Sounds plausible, was there any sense of a "me" existing in any way other than as the senses themselves?
It's hard to say, I remember thinking about the phrase "In the seeing just the seen, in the hearing just the heard" and that this state must be what that phrase is talking about. Now that I'm out I'm wondering if maybe this wasn't a full PCE (an EE?) or was just something else entirely. Maybe a few more details would help.
In many ways "as the senses themselves" described my experience pretty well, as does what I've read about apperception. However, I noticed I was still able to focus in on certain parts of my experience and tune others out - eg. focus on what I was hearing. When I did this, it was as if I was experiencing the sounds directly, without distinction between subject/object. So in this sense, I would say there wasn't a "me." That said, from what Daniel has said on PCE, it seems that the attention wave (still not 100% clear what this is) disappears and you no longer can tune in or out certain parts of your experience. This definitely wasn't the case for me. It seemed like I was aware that everything I experience is part of one big field of sensory data (even stuff like my sense of "I") and I could sort of zone into one part of that sense field and experience it directly. So is a PCE when you do this but with the entire field? If so, what was this, an EE? Or could it be related to my insight practice? (I think I may have recently hit equanimity, so it may just be new territory.)

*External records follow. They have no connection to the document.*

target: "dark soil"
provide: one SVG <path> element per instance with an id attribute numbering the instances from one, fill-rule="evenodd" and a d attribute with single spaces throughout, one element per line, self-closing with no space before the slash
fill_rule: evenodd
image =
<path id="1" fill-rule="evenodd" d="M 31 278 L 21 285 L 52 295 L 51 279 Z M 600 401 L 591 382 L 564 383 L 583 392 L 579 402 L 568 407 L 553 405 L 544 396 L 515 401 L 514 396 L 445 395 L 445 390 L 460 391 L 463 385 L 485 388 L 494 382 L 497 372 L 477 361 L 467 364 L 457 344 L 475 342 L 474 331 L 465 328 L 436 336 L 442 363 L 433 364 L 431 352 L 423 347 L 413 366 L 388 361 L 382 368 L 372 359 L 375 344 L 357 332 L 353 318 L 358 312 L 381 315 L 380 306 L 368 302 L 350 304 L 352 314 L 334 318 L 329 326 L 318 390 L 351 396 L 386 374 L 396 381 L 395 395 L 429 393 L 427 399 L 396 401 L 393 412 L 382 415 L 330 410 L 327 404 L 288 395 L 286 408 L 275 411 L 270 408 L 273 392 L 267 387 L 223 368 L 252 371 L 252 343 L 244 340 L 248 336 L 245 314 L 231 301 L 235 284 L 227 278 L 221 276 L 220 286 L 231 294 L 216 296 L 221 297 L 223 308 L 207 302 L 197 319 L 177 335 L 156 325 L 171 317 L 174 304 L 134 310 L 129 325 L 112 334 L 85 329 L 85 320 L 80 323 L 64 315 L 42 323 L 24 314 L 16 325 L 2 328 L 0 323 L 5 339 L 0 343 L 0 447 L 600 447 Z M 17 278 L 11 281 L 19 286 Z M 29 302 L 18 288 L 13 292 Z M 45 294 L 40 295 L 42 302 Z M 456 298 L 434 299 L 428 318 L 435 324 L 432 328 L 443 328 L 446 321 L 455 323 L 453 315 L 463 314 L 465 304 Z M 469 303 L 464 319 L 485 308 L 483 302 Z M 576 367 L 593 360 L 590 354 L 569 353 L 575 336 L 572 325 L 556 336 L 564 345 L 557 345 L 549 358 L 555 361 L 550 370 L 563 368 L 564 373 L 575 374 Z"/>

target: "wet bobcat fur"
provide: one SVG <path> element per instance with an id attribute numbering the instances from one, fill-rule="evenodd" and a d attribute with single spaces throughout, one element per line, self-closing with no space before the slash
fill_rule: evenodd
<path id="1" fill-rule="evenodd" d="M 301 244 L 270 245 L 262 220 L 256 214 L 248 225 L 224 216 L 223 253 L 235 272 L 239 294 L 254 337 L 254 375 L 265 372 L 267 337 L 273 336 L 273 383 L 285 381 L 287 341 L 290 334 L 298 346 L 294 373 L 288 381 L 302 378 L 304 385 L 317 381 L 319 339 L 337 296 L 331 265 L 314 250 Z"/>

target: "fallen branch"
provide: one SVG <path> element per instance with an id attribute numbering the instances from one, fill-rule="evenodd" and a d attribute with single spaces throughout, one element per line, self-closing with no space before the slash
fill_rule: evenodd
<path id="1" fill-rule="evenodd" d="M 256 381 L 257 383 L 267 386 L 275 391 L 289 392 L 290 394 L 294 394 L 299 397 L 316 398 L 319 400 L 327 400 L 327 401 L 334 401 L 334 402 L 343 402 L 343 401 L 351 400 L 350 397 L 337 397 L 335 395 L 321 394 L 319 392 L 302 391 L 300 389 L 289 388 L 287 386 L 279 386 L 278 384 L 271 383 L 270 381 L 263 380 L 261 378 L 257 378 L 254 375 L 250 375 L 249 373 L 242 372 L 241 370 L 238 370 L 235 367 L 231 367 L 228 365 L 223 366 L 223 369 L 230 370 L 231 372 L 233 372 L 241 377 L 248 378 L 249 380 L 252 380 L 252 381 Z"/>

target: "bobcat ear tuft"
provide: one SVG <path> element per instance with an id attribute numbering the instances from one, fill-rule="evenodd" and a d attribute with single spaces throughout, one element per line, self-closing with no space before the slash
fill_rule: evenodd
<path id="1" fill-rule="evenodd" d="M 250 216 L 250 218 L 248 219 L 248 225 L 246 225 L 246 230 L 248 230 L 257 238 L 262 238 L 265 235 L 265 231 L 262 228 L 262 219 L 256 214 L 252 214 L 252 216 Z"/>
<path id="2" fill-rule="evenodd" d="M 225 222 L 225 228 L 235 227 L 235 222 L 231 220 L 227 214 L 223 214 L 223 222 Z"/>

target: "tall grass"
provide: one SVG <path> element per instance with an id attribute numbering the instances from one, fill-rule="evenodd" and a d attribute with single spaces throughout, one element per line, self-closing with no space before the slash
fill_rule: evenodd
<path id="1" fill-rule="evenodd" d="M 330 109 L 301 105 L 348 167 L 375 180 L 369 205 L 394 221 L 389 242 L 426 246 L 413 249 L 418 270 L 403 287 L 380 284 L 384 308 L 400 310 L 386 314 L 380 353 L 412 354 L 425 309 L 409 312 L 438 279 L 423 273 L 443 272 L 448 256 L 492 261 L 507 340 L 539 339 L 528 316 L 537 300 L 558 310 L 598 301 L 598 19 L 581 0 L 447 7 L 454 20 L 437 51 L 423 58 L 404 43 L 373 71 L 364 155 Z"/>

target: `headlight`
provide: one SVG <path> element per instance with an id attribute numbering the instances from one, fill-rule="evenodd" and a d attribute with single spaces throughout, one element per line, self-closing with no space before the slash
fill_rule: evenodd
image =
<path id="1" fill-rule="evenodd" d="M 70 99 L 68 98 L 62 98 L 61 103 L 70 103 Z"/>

Still, there were definite differences to my everyday mode of experience (that I'm in right now) - a big one being that there was no mental chatter. In fact, it was very difficult for me to talk mentally, and typing was more difficult. I think this was because I was fairly locked in to the present moment, it was very hard to think about anything in the past or present.
Anyway, your thoughts are appreciated. Hopefully I'm not over-thinking this... I just want to get back to that state of being.